Well, “The Cow in Anglo-Indian Religious Thought” is not really what this note is about, but we at “Upper Italy” know that a pretentious title is already half the battle.

We also don’t feel any strong desire to speak of Italian politics, though we probably ought to. Today is “Family Day,” a day of “mobilization” and street marches organized by the Catholic Church in an ill-advised muscle flexing exercise intended to cause problems for the current Government over the same-sex marriage issue. “Ill-advised” because it looks like it really isn’t going off all that well. It will no doubt be reported as a success, but the vast crowds expected to reach the piazzas appear to have remembered that they had some shopping to do instead. Oh well.

(As is usual, the organizers are now saying that they at least had a “million people” in Rome’s Piazza San Giovanni in Laterano for their main event. This is at best a figure of speech. We have pointed out elsewhere – (here) – that the laws of physics do not actually permit the presence of more than 200 thousand people in that space. Fitting in a million would require stuffing twenty individuals into each and every square meter without any wasted molecules of air between them.)

It is interesting though that the Cardinals – not the St. Louis Cardinals – seem to have lost their historic touch for mass politics. They are still very good at hardball – not the baseball kind – in the figuratively smoke-filled wheeling and dealing rooms, but they have been silly to actually lay their busted flush on the table where everyone can see it. It is possible they believed their own propaganda. That happens.

The other feature of what is grandly referred to in Italy as “the political debate” is a curious dead-end effort of the Left to get its house in order by sorting itself into a new political entity to be known as the “Partito Democratico” – and yes, that does mean “Democratic Party.” This in any event appears to be a non-starter. When and if the thing actually does come into existence, supposedly in mid-October, it is more likely to be a new label for a coalition than a political party in the conventional sense.

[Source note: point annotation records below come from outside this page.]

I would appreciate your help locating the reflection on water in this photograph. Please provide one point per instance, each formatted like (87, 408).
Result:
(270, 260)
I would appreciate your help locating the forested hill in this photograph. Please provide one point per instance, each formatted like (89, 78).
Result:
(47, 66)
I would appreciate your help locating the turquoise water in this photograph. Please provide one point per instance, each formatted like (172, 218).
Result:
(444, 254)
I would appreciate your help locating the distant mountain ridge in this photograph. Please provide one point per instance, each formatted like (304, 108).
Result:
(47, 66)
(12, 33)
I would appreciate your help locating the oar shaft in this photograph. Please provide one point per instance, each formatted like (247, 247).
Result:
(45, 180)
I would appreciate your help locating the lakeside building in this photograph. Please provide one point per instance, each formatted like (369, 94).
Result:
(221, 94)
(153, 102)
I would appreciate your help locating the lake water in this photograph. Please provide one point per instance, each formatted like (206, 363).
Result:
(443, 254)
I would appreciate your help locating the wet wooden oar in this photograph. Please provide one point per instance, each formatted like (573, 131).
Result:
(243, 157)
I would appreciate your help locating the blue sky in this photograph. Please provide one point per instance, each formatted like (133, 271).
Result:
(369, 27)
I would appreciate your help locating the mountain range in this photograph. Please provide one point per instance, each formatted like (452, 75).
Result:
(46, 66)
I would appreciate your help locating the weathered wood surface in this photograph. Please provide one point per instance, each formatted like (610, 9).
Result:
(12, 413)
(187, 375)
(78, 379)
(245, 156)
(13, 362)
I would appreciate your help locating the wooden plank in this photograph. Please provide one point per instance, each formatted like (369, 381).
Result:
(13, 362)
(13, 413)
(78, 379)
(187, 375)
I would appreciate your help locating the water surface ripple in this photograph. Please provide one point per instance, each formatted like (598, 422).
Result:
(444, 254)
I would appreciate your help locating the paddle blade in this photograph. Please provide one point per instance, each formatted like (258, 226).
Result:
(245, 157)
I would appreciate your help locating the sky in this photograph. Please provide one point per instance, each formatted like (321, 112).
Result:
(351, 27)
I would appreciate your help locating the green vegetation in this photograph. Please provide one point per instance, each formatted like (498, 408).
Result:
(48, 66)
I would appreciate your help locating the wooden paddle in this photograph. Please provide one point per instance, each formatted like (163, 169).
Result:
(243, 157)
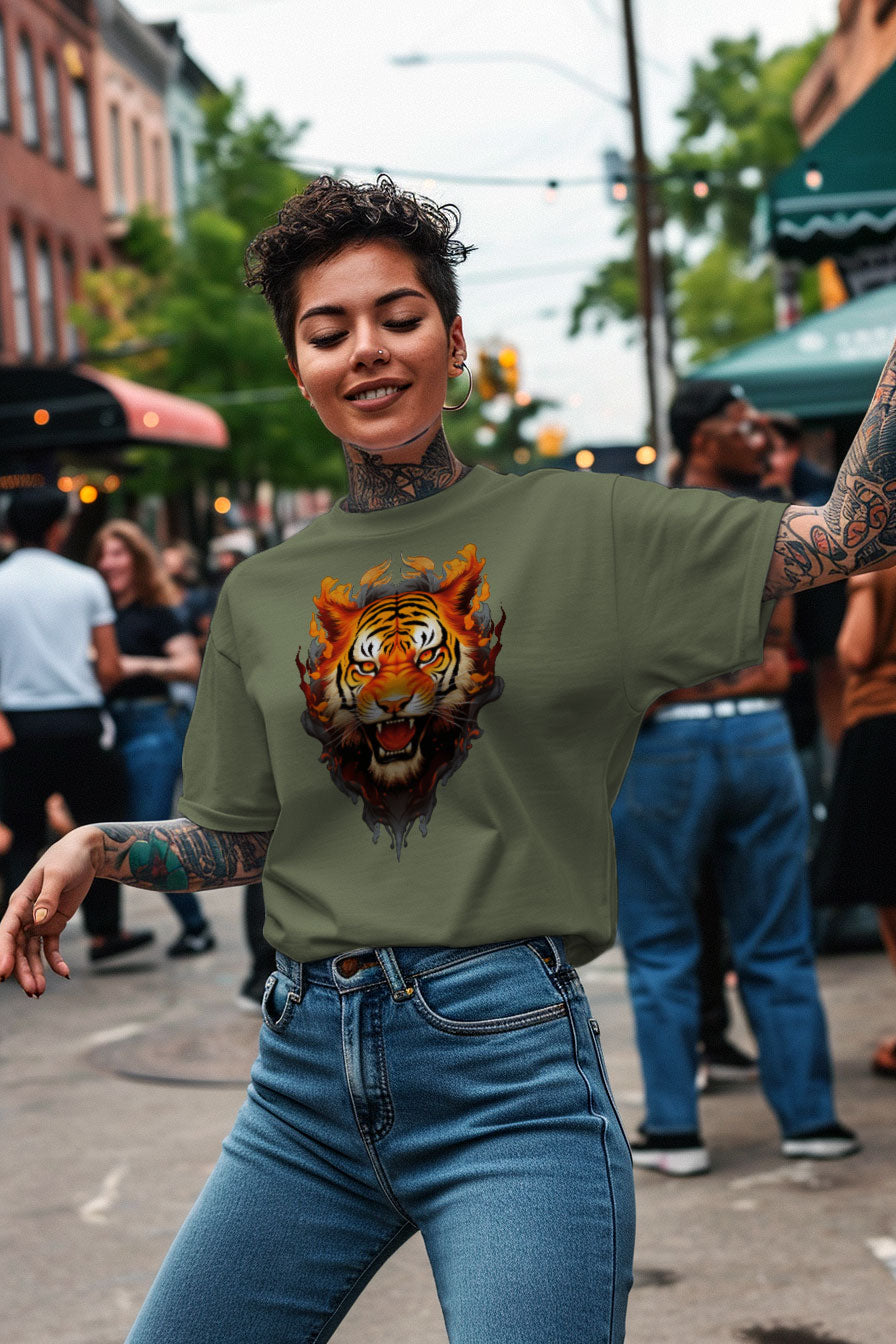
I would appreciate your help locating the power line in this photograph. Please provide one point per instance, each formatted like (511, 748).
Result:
(457, 179)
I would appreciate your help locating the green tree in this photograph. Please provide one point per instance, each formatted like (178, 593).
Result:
(736, 132)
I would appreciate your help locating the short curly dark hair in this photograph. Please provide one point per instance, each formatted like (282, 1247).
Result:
(332, 213)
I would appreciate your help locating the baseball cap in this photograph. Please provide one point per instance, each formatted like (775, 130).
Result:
(699, 401)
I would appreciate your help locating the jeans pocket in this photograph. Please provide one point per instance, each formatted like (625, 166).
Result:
(605, 1078)
(500, 991)
(278, 1001)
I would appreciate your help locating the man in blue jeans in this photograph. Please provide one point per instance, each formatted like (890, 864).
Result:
(715, 772)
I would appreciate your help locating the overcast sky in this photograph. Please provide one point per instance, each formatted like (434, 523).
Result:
(329, 63)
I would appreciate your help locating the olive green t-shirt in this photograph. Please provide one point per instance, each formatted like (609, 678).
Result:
(433, 706)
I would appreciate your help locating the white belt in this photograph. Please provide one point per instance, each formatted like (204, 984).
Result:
(716, 708)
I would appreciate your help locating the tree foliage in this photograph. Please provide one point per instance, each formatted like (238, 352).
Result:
(736, 132)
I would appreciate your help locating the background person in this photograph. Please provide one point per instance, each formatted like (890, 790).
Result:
(58, 652)
(430, 932)
(155, 651)
(715, 777)
(855, 859)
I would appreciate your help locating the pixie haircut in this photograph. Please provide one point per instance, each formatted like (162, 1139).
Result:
(333, 213)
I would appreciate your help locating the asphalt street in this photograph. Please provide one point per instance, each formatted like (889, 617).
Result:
(117, 1089)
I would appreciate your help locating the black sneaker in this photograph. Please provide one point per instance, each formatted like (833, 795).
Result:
(120, 944)
(673, 1155)
(825, 1144)
(192, 942)
(724, 1062)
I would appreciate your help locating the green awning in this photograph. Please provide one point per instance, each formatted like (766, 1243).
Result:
(824, 367)
(855, 165)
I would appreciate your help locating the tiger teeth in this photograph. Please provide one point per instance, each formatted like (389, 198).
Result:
(374, 394)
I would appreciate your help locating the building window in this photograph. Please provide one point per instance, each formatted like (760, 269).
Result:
(46, 303)
(137, 148)
(70, 339)
(54, 110)
(117, 164)
(20, 299)
(81, 131)
(28, 96)
(4, 82)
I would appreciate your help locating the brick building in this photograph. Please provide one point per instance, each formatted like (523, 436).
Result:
(51, 219)
(860, 50)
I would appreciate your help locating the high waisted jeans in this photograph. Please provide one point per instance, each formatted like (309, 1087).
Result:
(730, 788)
(460, 1092)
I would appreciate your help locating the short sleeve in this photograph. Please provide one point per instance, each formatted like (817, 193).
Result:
(229, 784)
(691, 567)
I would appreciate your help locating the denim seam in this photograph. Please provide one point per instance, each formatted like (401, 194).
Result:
(384, 1096)
(605, 1078)
(613, 1234)
(489, 1026)
(368, 1144)
(367, 1273)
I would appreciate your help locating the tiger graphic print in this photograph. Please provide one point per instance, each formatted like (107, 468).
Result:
(394, 682)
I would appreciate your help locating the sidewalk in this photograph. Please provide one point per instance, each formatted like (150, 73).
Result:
(100, 1167)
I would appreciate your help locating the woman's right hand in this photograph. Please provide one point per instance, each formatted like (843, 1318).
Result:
(43, 905)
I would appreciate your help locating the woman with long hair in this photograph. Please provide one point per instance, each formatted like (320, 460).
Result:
(413, 718)
(156, 649)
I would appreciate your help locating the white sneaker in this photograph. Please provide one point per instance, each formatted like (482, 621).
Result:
(673, 1155)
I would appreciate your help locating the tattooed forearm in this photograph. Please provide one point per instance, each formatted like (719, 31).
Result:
(374, 484)
(857, 526)
(182, 856)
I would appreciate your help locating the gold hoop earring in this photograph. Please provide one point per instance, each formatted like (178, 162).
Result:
(469, 391)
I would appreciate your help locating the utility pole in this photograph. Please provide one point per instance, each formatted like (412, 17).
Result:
(650, 281)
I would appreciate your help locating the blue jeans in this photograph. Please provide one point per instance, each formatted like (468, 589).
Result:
(731, 788)
(151, 749)
(460, 1092)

Then there is a little issue that everyone wishes would go away. All political sides are busy burying it in platitudes at the moment. France’s new President, Mr. Nicolas Sarkozy, walked up and down the spine of his Socialist opponent, Madame Ségolène Royal, in the recent French elections. The Italians, who still manage somehow to believe things they read in newspapers, even after all these years, did not expect this defeat – or at least the clarity of its dimensions – on either the Left or the Right. It is a problem for both. Having got that one substantially wrong, Italian foreign affairs specialists and journalists have now moved on to suggesting that Mr. Barack Obama is a shoe-in for the American presidency…

The “progressive” press here is also attempting without much success to find an unpleasant label to hang on Sarkozy. They are trying “France’s Berlusconi” on for size, but that will not work, especially as it can be turned around to suggest that the former Italian Prime Minister might be “Italy’s Sarkozy,” an outcome no-one wants. The Italian Right is terrified that an idea like this might wake Berlusconi from the growing senile hibernation of managing his harem rather than Italian public life. He might, by God, think he wants to be Prime Minister again. The Right, with the possible exception of Silvio Berlusconi, does not believe the situation in Italy is really comparable to that in France and no part of it wishes to go to elections anytime soon.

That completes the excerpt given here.